Does a recent N.J. Supreme Court decision mean the end of tax breaks for developers in Princeton?

In a recent ruling, Malanga vs. the Township of West Orange, the New Jersey Supreme Court ruled that West Orange improperly designated the site of its public library as an area in need of redevelopment under the Local Redevelopment and Housing Law.

The court reaffirmed that the standard for declaring a property or building in need of redevelopment must be that the property is “blighted.” But the town must also prove that the area is detrimental to the community and that there is a public purpose for redeveloping buildings. The Supreme Court also emphasized that the fact that a property is old or requires modernizing is not a confirmation of “blight.”

Why is this relevant to Princeton? In recent years, the Princeton Council has approved at least three properties — The Princeton Shopping Center, Princeton Theological Seminary, and Thanet — as Areas in Need of Redevelopment, primarily to enable property developers and owners to override existing zoning and secure tax breaks in the form of Payments In Lieu Of Taxes.

Given that Princeton has a shortage of buildable land that generally sells at a premium, there are few to no properties that even come close to the standard for being “blighted.”

What’s more, the recent Princeton Theological Seminary properties illustrate this issue perfectly. Of the 10 seminary properties that were included in the Area in Need of Redevelopment, one was a playing field and others were used for residential, recreational, and even conference use. The Area in Need of Redevelopment approval resulted in several historic buildings being demolished and the properties being offered to a developer who is looking for favorable zoning and a tax break. The remaining properties, all of which are in use, including the playing field, still fall under the Area in Need of Redevelopment designation.

The court has highlighted that these types of Area in Need of Redevelopment designations are clearly in violation of the law and represent an overly broad interpretation of the law that has been so enthusiastically embraced by developers.

What should be done?

To respect this ruling, existing Area in Need of Redevelopment approvals should be reviewed, and where relevant, should be corrected to comply with the proper interpretation of the law. This would include, for projects not approved, not negotiating further PILOT agreements that negatively impact school funding and property taxes. The redevelopment of the properties should also comply with the underlying existing zoning. For properties that are presently in use, including playing fields, the Area in Need of Redevelopment should be rescinded, and the properties should revert to their underlying zoning, making them subject to normal planning processes. This represents an opportunity for the Princeton Council to redirect development towards affordable housing, realigning development with the public interest and using tax breaks to encourage developers to prioritize affordable development.

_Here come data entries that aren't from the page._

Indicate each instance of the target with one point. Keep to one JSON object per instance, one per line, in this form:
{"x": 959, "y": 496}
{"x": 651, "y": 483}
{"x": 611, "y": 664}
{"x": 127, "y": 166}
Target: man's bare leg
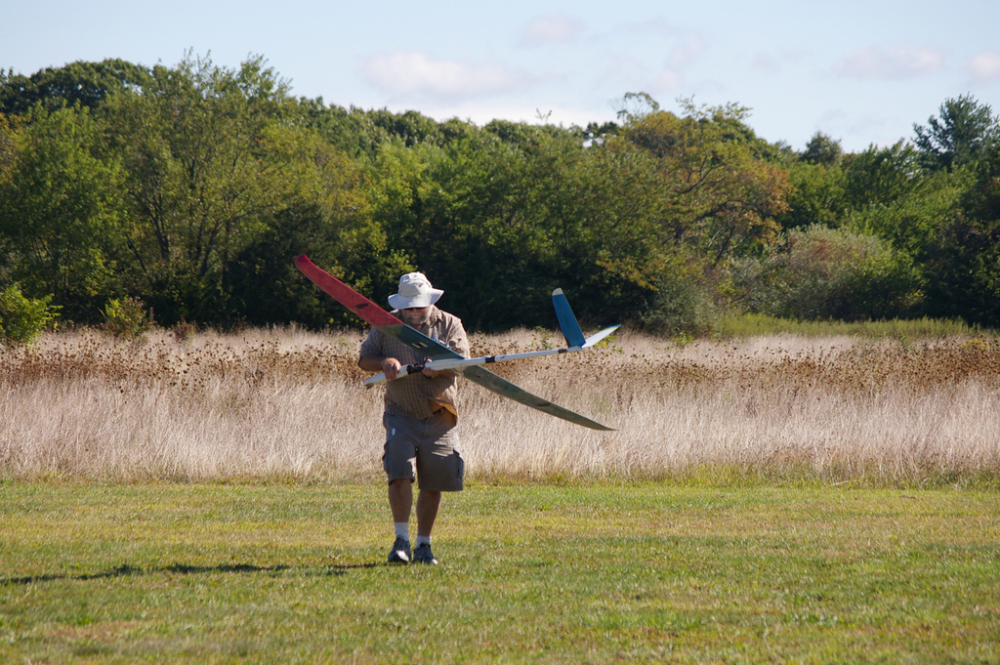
{"x": 428, "y": 504}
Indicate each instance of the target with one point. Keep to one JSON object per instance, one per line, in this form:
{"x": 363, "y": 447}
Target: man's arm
{"x": 375, "y": 363}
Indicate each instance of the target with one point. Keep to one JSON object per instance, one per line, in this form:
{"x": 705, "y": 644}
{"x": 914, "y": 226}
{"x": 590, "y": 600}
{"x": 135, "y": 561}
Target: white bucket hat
{"x": 415, "y": 290}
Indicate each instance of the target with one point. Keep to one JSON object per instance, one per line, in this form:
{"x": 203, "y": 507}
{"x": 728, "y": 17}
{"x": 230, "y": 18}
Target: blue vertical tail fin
{"x": 571, "y": 329}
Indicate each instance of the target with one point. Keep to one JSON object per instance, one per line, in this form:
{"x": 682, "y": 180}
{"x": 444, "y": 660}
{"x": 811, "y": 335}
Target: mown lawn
{"x": 294, "y": 573}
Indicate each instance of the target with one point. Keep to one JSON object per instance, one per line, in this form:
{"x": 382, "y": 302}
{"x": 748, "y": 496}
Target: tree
{"x": 881, "y": 176}
{"x": 208, "y": 158}
{"x": 722, "y": 196}
{"x": 822, "y": 149}
{"x": 61, "y": 212}
{"x": 84, "y": 83}
{"x": 965, "y": 133}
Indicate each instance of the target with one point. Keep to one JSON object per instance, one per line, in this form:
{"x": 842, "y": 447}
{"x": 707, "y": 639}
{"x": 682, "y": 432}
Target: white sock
{"x": 402, "y": 530}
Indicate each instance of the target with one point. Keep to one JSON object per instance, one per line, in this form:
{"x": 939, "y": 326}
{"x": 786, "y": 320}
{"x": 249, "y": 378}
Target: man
{"x": 420, "y": 415}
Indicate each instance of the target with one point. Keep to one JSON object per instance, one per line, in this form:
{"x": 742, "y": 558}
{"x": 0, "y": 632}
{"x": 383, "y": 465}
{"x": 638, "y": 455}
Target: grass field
{"x": 577, "y": 573}
{"x": 778, "y": 498}
{"x": 288, "y": 404}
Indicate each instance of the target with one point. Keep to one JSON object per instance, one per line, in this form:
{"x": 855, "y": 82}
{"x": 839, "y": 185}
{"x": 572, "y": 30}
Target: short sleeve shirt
{"x": 418, "y": 396}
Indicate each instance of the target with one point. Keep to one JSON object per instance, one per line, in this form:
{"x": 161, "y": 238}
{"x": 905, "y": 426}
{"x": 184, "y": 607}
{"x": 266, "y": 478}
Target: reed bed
{"x": 286, "y": 403}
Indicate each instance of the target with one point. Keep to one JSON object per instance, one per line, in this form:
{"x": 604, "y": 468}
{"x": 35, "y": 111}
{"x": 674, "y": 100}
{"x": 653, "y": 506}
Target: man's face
{"x": 416, "y": 316}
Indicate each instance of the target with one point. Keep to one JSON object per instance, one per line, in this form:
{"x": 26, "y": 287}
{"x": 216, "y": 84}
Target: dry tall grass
{"x": 287, "y": 403}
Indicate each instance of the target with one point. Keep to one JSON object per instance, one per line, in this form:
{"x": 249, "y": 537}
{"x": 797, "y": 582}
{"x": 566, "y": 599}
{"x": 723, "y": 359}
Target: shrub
{"x": 823, "y": 273}
{"x": 23, "y": 319}
{"x": 682, "y": 305}
{"x": 125, "y": 318}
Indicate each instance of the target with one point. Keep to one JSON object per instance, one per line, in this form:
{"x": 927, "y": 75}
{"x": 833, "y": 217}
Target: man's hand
{"x": 391, "y": 367}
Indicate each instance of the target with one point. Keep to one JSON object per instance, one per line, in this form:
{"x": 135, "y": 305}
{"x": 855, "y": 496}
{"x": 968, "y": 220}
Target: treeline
{"x": 191, "y": 189}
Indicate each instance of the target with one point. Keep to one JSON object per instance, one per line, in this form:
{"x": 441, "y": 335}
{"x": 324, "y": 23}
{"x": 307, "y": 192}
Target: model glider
{"x": 441, "y": 357}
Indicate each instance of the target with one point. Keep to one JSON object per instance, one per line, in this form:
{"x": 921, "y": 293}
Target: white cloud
{"x": 894, "y": 63}
{"x": 417, "y": 74}
{"x": 984, "y": 66}
{"x": 687, "y": 51}
{"x": 765, "y": 62}
{"x": 549, "y": 29}
{"x": 666, "y": 81}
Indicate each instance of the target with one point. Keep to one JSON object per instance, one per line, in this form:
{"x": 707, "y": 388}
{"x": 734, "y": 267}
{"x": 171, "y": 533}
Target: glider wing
{"x": 395, "y": 328}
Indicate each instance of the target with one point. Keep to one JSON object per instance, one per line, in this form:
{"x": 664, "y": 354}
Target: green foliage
{"x": 125, "y": 318}
{"x": 966, "y": 133}
{"x": 193, "y": 187}
{"x": 822, "y": 149}
{"x": 79, "y": 83}
{"x": 880, "y": 175}
{"x": 61, "y": 210}
{"x": 23, "y": 319}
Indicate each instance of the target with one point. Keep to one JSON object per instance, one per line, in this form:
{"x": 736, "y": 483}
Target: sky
{"x": 861, "y": 71}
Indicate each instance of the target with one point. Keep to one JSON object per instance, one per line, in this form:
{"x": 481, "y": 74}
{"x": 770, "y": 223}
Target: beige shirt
{"x": 418, "y": 396}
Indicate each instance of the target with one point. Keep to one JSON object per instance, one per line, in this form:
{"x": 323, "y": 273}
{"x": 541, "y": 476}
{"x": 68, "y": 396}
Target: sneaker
{"x": 423, "y": 554}
{"x": 400, "y": 552}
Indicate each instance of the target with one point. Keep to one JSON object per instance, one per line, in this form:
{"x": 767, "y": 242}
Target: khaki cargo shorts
{"x": 425, "y": 448}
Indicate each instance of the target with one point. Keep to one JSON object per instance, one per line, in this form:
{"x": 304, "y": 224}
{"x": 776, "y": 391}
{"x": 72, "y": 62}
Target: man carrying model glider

While this decision sets a precedent and highlights the importance of ensuring that Area in Need of Redevelopment designations are made in accordance with the law and serve a true public interest, it does not automatically prohibit the use of ANR designations in the state. Instead, it calls for greater scrutiny, transparency, and adherence to legal standards when making such designations.

Mike Head
Hibben Road

One Comment

  1. I agree completely that classifying these areas in Princeton, none of which are in the last “blighted”, as in need of redevelopment was not accurate or fair to the surrounding communities. In particular, I live near the shopping center. Having moved around a fair bit in my life, this is one of the nicest communities I have ever lived in–walkable and safe. In need of redevelopment? Not at all.